Vor fast genau fünf Jahren, mitten im Sommer, war zum ersten Mal von einer „Subprime-Krise“ zu hören. Anfangs bestand noch Hoffnung, es handle sich bei den uneinbringlich gewordenen, aus Kreditforderungen an schlechte Immobilien-Schuldner gezimmerten Wertpapieren um ein auf Amerika begrenztes Phänomen. In Wirklichkeit waren sie jedoch Symptomträger eines zutiefst erkrankten Finanzsystems. Nach der Pleite der Investmentbank Lehman Brothers im September 2008 wurde daraus ein Flächenbrand. Die den überschuldeten Banken mit Haftungen beispringenden Staaten verhinderten das Schlimmste, bis uns die Folgekosten eine ausgewachsene Staatsschuldenkrise bescherten.
Das Auf und Ab des Euro-Krisenmagements gleicht dem hektischen Geschehen auf einem Floß auf hoher See, das von seinen Erbauern einst zusammengefügt wurde, um auf dem Meer der Globalisierung zu überleben. Als ein heftiger Sturm aufkommt, der den Zusammenhalt des fragilen Konstrukts zu gefährden droht, werden die sogleich einsetzenden Rettungsmaßnahmen durch einen heftigen Streit über die Frage behindert, ob der seinerzeitige Bau des Floßes nicht ein Fehler war. Einige beginnen, die verbindenden Taue zu kappen, während andere sich zugleich darum bemühen, sie fester zu zurren.
In immer dichteren Abständen werden Pakete geschnürt und Schirme aufgespannt, mit denen Zeit zur Budgetsanierung und Wiedergewinnung des Vertrauens der Gläubiger gekauft werden soll.
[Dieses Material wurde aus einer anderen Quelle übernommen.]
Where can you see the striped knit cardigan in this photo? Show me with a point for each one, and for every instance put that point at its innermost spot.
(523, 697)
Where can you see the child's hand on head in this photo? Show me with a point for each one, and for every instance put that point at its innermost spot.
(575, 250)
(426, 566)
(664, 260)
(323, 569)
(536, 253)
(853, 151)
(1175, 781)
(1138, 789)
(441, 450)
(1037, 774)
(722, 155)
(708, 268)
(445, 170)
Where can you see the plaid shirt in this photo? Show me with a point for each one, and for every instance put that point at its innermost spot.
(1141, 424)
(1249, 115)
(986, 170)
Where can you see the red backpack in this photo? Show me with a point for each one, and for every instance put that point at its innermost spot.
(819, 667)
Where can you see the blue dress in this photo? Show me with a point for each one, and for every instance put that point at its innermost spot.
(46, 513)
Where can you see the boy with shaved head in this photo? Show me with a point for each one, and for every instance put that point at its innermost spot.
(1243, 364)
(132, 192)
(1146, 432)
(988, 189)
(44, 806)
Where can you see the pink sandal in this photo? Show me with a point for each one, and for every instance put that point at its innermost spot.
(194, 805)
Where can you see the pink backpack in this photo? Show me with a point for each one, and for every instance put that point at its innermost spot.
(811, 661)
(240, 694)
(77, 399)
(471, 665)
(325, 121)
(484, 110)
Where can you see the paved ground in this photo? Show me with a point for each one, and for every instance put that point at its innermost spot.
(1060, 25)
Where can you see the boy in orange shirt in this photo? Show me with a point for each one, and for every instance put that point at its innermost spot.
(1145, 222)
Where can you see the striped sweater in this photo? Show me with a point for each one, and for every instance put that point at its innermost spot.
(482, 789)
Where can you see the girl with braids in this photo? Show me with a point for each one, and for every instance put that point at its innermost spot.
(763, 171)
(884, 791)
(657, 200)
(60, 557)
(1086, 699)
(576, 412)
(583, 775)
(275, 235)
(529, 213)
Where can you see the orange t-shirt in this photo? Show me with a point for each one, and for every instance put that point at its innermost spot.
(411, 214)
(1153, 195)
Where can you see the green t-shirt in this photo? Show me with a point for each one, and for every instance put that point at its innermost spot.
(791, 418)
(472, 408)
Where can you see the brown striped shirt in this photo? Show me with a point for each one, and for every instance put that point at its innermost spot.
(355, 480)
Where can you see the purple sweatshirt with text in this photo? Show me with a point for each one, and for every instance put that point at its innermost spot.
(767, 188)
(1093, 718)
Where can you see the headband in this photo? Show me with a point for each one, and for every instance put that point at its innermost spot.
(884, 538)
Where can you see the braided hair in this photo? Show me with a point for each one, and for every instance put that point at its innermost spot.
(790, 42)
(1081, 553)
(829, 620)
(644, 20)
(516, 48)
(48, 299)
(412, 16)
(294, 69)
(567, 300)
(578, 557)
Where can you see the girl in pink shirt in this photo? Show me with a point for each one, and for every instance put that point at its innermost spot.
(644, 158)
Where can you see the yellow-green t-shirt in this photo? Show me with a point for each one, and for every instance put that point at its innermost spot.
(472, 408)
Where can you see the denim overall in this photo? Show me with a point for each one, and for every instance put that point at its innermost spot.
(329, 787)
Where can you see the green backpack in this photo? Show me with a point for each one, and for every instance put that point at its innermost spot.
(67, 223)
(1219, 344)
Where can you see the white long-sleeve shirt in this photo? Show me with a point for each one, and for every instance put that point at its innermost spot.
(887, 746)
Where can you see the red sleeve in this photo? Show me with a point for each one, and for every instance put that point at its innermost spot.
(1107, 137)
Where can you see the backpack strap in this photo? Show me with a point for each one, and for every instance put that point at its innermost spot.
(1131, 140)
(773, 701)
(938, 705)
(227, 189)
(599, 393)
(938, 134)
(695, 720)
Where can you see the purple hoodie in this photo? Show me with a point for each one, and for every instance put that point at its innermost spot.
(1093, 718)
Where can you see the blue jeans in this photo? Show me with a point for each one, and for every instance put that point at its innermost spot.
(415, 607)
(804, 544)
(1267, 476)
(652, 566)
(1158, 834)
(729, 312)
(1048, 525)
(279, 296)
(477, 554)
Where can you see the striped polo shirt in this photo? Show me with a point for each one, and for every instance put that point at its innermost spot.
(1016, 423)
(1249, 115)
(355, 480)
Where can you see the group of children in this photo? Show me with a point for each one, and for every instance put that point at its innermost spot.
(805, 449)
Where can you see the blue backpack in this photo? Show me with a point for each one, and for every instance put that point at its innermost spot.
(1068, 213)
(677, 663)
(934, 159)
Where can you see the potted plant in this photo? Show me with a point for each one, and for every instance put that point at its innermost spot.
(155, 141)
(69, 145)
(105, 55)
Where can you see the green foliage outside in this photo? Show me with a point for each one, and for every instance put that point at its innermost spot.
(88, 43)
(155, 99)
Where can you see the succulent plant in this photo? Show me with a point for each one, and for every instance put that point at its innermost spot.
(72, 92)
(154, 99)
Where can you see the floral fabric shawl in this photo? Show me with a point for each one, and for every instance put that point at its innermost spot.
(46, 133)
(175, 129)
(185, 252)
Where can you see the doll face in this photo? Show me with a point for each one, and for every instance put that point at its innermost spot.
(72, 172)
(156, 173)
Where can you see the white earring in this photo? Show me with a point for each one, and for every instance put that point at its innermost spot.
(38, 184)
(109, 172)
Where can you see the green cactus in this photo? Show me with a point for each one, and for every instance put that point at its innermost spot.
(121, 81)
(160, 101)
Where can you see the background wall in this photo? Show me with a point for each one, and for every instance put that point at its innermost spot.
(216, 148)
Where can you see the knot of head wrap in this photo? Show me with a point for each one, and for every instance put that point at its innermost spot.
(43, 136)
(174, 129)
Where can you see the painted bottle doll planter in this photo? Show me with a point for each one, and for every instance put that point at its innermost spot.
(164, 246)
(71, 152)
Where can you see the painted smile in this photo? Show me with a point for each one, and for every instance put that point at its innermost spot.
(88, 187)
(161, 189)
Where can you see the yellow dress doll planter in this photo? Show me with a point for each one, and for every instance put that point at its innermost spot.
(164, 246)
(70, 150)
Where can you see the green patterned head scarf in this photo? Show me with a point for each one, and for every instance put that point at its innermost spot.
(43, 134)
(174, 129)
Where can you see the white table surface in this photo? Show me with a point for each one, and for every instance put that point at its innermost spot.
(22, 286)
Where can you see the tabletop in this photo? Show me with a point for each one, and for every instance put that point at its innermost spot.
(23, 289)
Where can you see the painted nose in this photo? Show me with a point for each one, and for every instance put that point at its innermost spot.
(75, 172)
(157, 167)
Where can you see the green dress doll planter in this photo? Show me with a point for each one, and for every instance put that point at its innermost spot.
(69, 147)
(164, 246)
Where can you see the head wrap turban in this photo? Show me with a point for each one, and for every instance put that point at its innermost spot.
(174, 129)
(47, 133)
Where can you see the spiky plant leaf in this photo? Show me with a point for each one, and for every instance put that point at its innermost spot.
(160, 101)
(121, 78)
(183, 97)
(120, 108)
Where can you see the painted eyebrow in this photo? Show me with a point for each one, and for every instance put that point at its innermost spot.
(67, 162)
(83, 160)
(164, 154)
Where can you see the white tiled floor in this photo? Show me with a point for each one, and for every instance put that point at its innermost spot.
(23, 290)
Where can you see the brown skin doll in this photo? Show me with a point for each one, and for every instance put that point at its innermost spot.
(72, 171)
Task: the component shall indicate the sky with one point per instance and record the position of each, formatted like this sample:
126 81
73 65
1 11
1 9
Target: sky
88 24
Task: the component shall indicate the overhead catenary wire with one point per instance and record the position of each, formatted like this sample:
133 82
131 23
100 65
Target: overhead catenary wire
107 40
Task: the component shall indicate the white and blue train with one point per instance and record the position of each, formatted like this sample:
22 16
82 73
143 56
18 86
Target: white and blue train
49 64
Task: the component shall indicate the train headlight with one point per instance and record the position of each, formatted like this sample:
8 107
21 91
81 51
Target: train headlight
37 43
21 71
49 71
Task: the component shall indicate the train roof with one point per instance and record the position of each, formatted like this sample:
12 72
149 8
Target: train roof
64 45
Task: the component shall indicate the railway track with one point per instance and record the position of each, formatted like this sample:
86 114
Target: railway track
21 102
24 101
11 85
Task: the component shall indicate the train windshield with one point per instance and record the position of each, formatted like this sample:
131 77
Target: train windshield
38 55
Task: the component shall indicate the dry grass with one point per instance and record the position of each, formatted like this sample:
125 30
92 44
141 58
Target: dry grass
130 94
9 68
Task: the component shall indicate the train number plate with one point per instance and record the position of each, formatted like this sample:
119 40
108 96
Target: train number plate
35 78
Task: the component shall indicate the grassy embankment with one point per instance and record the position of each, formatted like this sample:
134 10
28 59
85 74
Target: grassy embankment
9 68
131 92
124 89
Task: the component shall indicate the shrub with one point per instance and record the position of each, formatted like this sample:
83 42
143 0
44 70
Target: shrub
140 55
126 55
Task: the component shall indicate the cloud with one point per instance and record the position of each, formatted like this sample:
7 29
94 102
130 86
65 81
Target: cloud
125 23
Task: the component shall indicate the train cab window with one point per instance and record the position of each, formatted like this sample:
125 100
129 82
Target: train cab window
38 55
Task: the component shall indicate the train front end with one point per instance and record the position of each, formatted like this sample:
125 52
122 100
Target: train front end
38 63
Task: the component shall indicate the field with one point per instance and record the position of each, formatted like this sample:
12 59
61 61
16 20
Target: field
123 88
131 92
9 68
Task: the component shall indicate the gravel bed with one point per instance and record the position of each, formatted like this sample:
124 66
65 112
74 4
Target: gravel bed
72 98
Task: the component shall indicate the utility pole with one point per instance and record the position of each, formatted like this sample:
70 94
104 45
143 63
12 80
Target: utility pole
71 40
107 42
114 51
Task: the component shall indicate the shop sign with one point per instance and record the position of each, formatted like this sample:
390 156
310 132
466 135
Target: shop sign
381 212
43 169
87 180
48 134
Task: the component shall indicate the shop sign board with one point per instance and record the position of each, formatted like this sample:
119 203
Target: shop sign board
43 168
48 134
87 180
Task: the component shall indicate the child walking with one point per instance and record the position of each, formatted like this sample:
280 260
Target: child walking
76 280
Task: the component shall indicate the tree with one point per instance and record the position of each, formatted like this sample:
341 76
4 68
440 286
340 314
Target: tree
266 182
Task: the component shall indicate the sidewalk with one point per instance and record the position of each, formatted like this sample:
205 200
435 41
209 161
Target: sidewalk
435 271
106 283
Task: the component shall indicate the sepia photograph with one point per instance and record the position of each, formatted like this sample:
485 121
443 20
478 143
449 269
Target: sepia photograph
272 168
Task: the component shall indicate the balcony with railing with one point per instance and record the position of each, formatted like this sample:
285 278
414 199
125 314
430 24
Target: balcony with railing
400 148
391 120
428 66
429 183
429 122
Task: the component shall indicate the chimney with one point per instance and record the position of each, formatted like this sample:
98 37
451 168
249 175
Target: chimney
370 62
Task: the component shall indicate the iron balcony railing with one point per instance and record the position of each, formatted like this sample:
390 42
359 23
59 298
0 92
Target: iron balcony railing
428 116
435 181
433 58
Sie reicht aber nie ganz aus, weil selbst dort, wo der Staatshaushalt vor Finanzierungskosten Überschüsse erzielt, höhere Anleihezinsen den Sanierungserfolg wieder zunichte machen. So kommt es, dass sich Italien trotz eines beachtlichen „Primärüberschusses“ von 3,1 Prozent des Bruttosozialprodukts nicht aus der Schuldenschere befreien kann, sind doch die Zinskosten für neue zehnjährige Anleihen mittlerweile auf über 6 Prozent angestiegen.
Italiens Premierminister Mario Monti warnte deshalb vor dem jüngsten EU-Krisengipfel, es trennten uns nur wenige Tage vor dem Absturz. Sein Appell wurde ernst genommen. Nach einer langen Verhandlungsnacht einigte man sich darauf, dass der neu geschaffene Europäische Stabilitätsmechanismus (ESM) direkte Kredite an Banken vergeben und Staatsanleihen kaufen darf. Die Börsen reagierten wieder einmal mit sprunghafter Euphorie. Spätestens wenn klar wird, dass nach der Gipfeleinigung noch viele Details offen sind, werden sie wohl neuerlich in Depression verfallen.
Wirkliches Vertrauen in die Gemeinschaftswährung wird erst dann wieder entstehen, wenn ein schlagkräftiger Europäischer Währungsfonds dafür sorgt, dass jenen Ländern, die ihren Budgetkurs diszipliniert einhalten, die übermäßigen Zinslasten dauerhaft gelindert werden. Das Zeitfenster für einen solchen pragmatischen Mittelweg zwischen unerwünschter Schuldenunion und ungeordnetem Zerfall der Eurozone wird aber nicht unbegrenzt offen bleiben. Die Taue des Euro-Floßes müssen noch fester gezurrt werden, wenn wir in der Globalisierung bestehen wollen.